In dem Haus befand sich auch eine Kellerwohnung, ebenfalls mit Bad, die zeitweise von einer Familie Ries bewohnt wurde. Offensichtlich war man als Feriengast bei Wegners gut aufgehoben, denn das Haus konnte viele treue Stammgäste beherbergen, die immer wieder bei ihnen ihre Ferien verlebten. Es waren schwere Zeiten zu überstehen, die galoppierende Inflation 1922/23, die Weltwirtschaftskrise 1929, die in Deutschland zu einer schrecklichen Arbeitslosigkeit führte, und schließlich der 2. Weltkrieg 1939 bis 1945. Viele Bombengeschädigte und Flüchtlinge suchten in Travemünde Zuflucht und ein Dach über dem Kopf. In allen Häusern fanden die armen Menschen Unterkunft, natürlich auch im Haus Wegner. Erst während der fünfziger Jahre normalisierte sich langsam die große Wohnungsnot. Neubauten in der Teutendorfer Siedlung, am Steenkamp und vielen anderen Ortsteilen halfen, für viele Neu-Travemünder vernünftigen Wohnraum zu schaffen. Das Ostseeheilbad Travemünde erlebte einen neuen Aufschwung. Nachdem ihr Mann gestorben war, bewirtschaftete Emilie Wegner die Pension noch einige Jahre weiter, zuletzt mit Unterstützung ihrer Schwiegertochter und ihres Sohnes, die das Haus nach dem Tod der sehr alt gewordenen Emilie Wegner schließlich erbten.

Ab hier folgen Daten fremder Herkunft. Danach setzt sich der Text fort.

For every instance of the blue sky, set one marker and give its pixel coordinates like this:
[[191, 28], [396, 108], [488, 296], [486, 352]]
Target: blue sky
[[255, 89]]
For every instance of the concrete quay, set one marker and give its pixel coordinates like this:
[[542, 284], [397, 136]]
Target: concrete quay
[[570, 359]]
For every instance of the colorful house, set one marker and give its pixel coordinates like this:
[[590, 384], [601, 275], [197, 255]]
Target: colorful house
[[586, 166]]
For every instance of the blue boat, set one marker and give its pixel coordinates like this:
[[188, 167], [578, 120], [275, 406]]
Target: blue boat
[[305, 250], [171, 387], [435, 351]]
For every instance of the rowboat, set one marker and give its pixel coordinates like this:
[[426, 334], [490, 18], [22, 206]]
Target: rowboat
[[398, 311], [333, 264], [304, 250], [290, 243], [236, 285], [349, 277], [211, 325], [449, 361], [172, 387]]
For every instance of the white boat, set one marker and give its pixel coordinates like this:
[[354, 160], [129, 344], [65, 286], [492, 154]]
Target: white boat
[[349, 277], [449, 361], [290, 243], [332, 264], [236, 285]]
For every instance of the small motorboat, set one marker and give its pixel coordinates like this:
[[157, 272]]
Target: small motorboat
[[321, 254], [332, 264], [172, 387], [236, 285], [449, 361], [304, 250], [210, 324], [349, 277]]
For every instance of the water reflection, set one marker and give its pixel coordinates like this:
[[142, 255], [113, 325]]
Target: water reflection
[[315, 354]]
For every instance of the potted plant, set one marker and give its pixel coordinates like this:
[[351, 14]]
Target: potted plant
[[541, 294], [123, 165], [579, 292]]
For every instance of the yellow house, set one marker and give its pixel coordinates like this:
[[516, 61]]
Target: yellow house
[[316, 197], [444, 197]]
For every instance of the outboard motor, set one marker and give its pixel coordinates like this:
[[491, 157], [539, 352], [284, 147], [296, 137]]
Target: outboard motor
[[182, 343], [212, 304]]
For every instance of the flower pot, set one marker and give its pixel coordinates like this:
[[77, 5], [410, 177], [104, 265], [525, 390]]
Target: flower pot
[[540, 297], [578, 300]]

Im Jahre 1972 übernahmen Hans und Rita Lütgens das gemütliche alte Gebäude mit dem schönen Fachwerkgiebel und führten die Pension nun unter dem Namen Haus Lütgens weiter, bis 1995 noch als „Hotel garni“ mit Frühstück. Danach wurde das Haus renoviert, modernisiert und sechs gemütliche Ferienwohnungen eingerichtet, alle natürlich mit Duschbädern und einer modernen Küchenzeile versehen, um den Urlaub als „Selbstversorger“ verbringen zu können. Das Haus Lütgens ist für viele Familien, die ihren Urlaub in Travemünde verleben, zum Begriff für Bequemlichkeit und Erholung geworden.
Hundert Jahre wird es nun alt, das Haus Fehlingstraße 28. Es hat viel erlebt in dieser langen Zeit. So wie es jetzt aussieht, kann es sein Lebensalter durchaus noch verdoppeln, wenn die Welt friedlich bleibt. Dem Ehepaar Lütgens wünschen wir weiter eine gute Hand zum Wohle ihrer Gäste.